We will use UK Biobank to examine endocrine-metabolic determinants of cardiometabolic status and outcomes, primarily using questionnaire data, physical measures, biomarkers and medication information in the full cohort. In the imaging subcohort, we will integrate abdominal MRI imaging-derived phenotypes (pancreas-focused) and, where relevant, cardiac MRI imaging-derived phenotypes to characterise organ-level features and downstream cardiovascular complications.

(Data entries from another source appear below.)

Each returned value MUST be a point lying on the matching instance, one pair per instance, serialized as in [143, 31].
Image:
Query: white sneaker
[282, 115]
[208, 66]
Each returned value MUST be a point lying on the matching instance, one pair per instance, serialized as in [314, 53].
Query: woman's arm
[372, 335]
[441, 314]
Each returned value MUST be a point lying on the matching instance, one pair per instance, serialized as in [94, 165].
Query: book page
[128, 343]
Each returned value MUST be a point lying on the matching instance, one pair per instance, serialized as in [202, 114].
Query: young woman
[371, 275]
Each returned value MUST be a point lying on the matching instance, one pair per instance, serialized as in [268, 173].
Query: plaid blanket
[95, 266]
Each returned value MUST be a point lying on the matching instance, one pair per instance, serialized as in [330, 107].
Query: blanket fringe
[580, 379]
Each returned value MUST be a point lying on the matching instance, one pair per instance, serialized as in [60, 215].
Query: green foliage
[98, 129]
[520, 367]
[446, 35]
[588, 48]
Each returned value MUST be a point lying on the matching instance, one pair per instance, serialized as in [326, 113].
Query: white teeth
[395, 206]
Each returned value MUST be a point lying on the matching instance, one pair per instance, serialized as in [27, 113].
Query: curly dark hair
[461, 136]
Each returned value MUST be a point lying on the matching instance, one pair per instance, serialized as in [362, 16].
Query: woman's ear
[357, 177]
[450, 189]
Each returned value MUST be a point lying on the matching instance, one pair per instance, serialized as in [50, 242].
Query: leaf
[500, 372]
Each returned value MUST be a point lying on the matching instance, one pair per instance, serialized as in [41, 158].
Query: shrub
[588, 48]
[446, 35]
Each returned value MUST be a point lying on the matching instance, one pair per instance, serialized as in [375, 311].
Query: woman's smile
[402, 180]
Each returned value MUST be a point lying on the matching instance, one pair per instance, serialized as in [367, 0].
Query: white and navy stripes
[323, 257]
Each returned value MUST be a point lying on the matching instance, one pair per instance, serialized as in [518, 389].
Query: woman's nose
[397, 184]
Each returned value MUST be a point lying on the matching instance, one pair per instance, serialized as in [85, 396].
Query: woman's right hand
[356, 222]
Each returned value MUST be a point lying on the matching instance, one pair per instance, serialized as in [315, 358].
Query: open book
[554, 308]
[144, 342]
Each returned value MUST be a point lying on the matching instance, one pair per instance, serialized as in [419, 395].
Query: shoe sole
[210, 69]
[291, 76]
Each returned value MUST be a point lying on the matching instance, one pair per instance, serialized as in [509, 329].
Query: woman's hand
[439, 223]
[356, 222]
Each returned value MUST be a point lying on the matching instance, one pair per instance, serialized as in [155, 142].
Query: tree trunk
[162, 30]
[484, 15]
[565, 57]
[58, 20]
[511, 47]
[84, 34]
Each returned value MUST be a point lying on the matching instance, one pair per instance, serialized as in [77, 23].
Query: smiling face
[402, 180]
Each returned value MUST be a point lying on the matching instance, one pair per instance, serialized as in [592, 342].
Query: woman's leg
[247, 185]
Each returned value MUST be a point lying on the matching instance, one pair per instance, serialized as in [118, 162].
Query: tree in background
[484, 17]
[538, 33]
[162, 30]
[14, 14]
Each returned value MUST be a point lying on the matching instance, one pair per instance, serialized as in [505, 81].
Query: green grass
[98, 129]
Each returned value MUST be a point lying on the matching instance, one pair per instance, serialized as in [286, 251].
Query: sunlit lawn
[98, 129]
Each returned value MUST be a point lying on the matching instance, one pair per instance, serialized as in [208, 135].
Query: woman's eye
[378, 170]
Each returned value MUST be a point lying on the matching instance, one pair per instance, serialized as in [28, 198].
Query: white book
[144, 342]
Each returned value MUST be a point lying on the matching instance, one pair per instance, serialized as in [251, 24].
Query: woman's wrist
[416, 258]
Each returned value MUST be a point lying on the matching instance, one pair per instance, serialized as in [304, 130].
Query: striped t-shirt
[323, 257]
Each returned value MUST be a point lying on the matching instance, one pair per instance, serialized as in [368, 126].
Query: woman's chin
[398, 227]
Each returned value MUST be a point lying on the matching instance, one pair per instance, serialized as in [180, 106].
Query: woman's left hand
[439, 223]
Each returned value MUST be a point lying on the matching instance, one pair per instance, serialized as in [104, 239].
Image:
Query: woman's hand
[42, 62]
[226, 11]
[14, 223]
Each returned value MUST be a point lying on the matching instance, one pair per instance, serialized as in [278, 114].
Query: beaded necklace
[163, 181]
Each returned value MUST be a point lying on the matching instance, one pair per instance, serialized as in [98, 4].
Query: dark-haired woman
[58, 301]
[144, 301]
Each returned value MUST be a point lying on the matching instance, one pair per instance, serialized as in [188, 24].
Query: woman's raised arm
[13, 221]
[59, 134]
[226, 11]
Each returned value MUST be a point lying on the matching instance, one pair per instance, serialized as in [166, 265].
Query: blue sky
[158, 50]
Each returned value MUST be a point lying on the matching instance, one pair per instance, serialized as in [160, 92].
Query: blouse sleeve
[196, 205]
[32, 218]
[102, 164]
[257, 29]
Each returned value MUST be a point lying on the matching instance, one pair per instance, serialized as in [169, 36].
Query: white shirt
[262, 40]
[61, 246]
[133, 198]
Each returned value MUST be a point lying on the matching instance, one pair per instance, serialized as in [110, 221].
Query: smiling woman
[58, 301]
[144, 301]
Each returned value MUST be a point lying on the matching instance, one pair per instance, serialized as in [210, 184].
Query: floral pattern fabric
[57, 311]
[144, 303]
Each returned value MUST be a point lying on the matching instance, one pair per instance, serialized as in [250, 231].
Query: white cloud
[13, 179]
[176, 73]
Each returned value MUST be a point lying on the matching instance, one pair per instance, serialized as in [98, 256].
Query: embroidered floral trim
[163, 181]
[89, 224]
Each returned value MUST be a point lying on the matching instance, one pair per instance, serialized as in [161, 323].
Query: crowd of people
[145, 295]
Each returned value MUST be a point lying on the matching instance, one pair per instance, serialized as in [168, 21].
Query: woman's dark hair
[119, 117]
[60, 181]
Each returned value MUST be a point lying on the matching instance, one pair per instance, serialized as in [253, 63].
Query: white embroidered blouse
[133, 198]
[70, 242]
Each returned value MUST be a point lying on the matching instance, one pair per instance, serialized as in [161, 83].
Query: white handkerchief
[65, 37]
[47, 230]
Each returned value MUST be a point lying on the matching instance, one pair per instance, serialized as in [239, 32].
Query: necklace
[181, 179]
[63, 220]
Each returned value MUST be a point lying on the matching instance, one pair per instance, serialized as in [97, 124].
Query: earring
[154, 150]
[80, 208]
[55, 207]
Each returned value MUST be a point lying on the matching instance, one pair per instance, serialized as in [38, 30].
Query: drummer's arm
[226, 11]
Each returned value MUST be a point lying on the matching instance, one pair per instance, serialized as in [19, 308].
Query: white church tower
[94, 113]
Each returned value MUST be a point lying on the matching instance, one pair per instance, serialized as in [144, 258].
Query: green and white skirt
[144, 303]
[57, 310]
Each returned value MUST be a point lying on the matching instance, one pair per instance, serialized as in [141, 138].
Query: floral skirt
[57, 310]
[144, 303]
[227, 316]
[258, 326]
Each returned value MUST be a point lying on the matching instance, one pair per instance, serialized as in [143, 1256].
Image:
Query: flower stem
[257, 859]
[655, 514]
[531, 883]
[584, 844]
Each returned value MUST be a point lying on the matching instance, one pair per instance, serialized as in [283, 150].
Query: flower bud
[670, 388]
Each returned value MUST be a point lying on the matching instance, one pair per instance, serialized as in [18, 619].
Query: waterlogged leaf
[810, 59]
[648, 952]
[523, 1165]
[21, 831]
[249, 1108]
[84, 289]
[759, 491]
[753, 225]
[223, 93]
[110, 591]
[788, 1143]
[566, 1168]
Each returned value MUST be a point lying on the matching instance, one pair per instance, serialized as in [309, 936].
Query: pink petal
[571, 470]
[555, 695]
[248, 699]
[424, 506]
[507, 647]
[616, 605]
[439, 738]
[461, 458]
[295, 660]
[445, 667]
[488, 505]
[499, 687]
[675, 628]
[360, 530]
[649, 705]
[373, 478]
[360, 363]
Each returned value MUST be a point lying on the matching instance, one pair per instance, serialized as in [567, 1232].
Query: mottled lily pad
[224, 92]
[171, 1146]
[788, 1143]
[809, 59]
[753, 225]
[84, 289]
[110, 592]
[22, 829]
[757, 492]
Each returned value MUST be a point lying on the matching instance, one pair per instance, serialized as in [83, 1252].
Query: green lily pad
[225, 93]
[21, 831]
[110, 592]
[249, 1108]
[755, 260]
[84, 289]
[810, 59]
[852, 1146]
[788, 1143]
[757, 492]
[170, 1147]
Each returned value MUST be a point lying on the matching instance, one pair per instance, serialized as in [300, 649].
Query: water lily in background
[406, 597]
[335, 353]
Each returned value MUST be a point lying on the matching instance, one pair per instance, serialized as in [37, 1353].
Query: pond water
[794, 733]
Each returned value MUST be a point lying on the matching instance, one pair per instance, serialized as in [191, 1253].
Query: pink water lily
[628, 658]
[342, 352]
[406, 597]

Rationale: Endocrine-metabolic dysregulation underpins type 2 diabetes and contributes to major cardiovascular disease. Organ and ectopic fat phenotypes may capture long-term metabolic burden beyond single blood tests. UK Biobank provides harmonised phenotypes and long-term follow-up at scale.
Objectives: (1) Characterise associations between endocrine-metabolic exposures and cardiometabolic status (glycaemic, lipid, adiposity and blood pressure traits). (2) Test prospective associations with incident outcomes (e.g., type 2 diabetes, metabolic liver disease and major cardiovascular events). (3) Evaluate whether imaging phenotypes (abdominal MRI; optional cardiac MRI) improve risk stratification beyond conventional risk factors.
Approach: We will implement reproducible workflows in the UK Biobank Research Analysis Platform, including phenotype definition and quality control, cross-sectional and time-to-event analyses, flexible modelling of non-linear effects and interactions, handling of missing data and imaging-subcohort selection, and robustness checks (alternative definitions, subgroup analyses and internal validation).